The connection itself is where things got interesting. From startup to listening, I found the P7 Wireless faster than my AirPods. Or at least more consistent. The P7s re-connect to a paired device very quickly every time, where my AirPods are sometimes fast and sometimes hesitant. Switching devices was likewise faster with the P7s, which leads me to wonder whether the larger devices have some sort of signal strength advantage the tiny AirPods can’t overcome, even with newer technology.
In any case, the take-away is the P7 Wireless offer superb Bluetooth performance. Once you’re past the old-fashioned pairing process, you’re set up for quick, reliable connectivity.
As far as range is concerned, I had no issues wandering to the opposite corners of my apartment while listening to music or podcasts. I didn’t do any concrete stress tests to see at what exact distance things fall apart, but my impression is, for most people, range is not going to pose any problems.
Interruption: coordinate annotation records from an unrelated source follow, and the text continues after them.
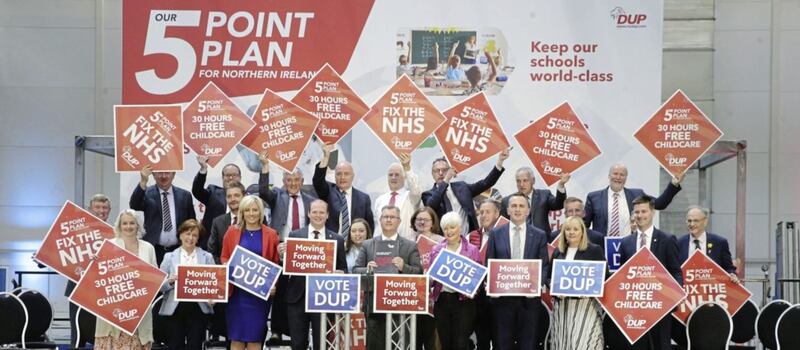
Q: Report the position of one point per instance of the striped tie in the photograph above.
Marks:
(614, 230)
(166, 217)
(345, 223)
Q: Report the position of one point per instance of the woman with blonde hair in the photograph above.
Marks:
(247, 313)
(128, 232)
(577, 321)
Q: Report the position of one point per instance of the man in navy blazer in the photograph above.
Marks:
(299, 320)
(516, 319)
(359, 205)
(542, 201)
(282, 200)
(162, 235)
(598, 207)
(446, 196)
(714, 246)
(212, 196)
(665, 247)
(573, 206)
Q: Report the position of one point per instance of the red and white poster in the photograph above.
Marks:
(678, 134)
(118, 287)
(148, 134)
(425, 246)
(172, 48)
(400, 294)
(705, 281)
(283, 129)
(509, 277)
(471, 133)
(337, 106)
(309, 256)
(403, 117)
(202, 283)
(640, 294)
(213, 124)
(73, 238)
(557, 143)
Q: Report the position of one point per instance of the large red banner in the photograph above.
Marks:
(73, 238)
(403, 117)
(213, 124)
(705, 281)
(148, 134)
(640, 294)
(337, 106)
(471, 133)
(172, 48)
(283, 129)
(307, 256)
(201, 283)
(118, 287)
(557, 143)
(678, 134)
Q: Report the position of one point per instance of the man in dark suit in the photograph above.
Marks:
(542, 201)
(289, 205)
(665, 248)
(165, 207)
(516, 319)
(573, 206)
(601, 204)
(213, 196)
(344, 201)
(446, 196)
(714, 246)
(234, 192)
(299, 320)
(406, 262)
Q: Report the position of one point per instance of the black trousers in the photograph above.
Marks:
(299, 323)
(454, 320)
(188, 327)
(483, 325)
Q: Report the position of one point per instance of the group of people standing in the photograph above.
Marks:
(260, 218)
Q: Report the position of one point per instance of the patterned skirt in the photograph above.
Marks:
(577, 324)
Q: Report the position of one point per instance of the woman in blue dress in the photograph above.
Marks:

Despite the glowing impression above, I don’t take the P7 Wireless with me as my daily carry headphones.
This isn’t because any failing on their part — it’s just a lifestyle incompatibility. For one thing, I don’t like wearing huge headphones when I’m out and about. The P7 Wireless are more akin to the Audio-Technica M70Xs than the Bose QC25s: they’re optimized for critical listening in a controlled environment, not braving the sonic maelstrom of the subway.
On the go, I care about portability and sound isolation, neither of which the P7 Wireless excels at. The included carrying case is wonderful, and the headphones pack down pretty small, but the headphones themselves are too big for me to comfortably wear while walking around.
As far as sound isolation is concerned, the P7 Wireless do a poorer job than I expected given the robust ear cups. There’s no active noise cancelling, which is fine, but the mechanical isolation is also surprisingly weak. A lot of sound gets in, and that puts me in the unhappy position of having to crank the volume to compensate, which is just bad for my ears.
Still, neither of those problems are necessarily problems as much as personal usage impressions. I’m not bothered because I don’t expect the P7 Wireless to perform well in those circumstances. It’s the wrong tool for that job.
I’m perfectly happy to consider them my at-home luxurious listening headphones, a role for which they are ideal.
Bowers & Wilkins have continued their legacy of crafting high quality, luxury goods for discerning geeks.
The P7 Wireless offers a surprisingly frictionless upgrade over their wired predecessor, forever banishing the notion that wireless headphones don’t sound as good. As it turns out, they can sound better!
They’re not my favorite headphones for on-the-go usage, but for every other context, they are superb. Good comfort, sublime sound, and a handsome build make for a very tempting pair of headphones.
While competitors like the outstanding Beoplay H6 (gen 2) offer similar sound quality and superior comfort, they do so only in wired form. The P7 Wireless succeed because they bring sonic excellence and cordless convenience together into the same product, without compromise.
This makes the P7 Wireless easy to recommend to nearly everyone who’s after a pair of luxury listening headphones. If your usage is mostly mobile, then you might be better served by something with active noise cancelling and a more svelte build. But for the pure enjoyment of music, you won’t find a better pair.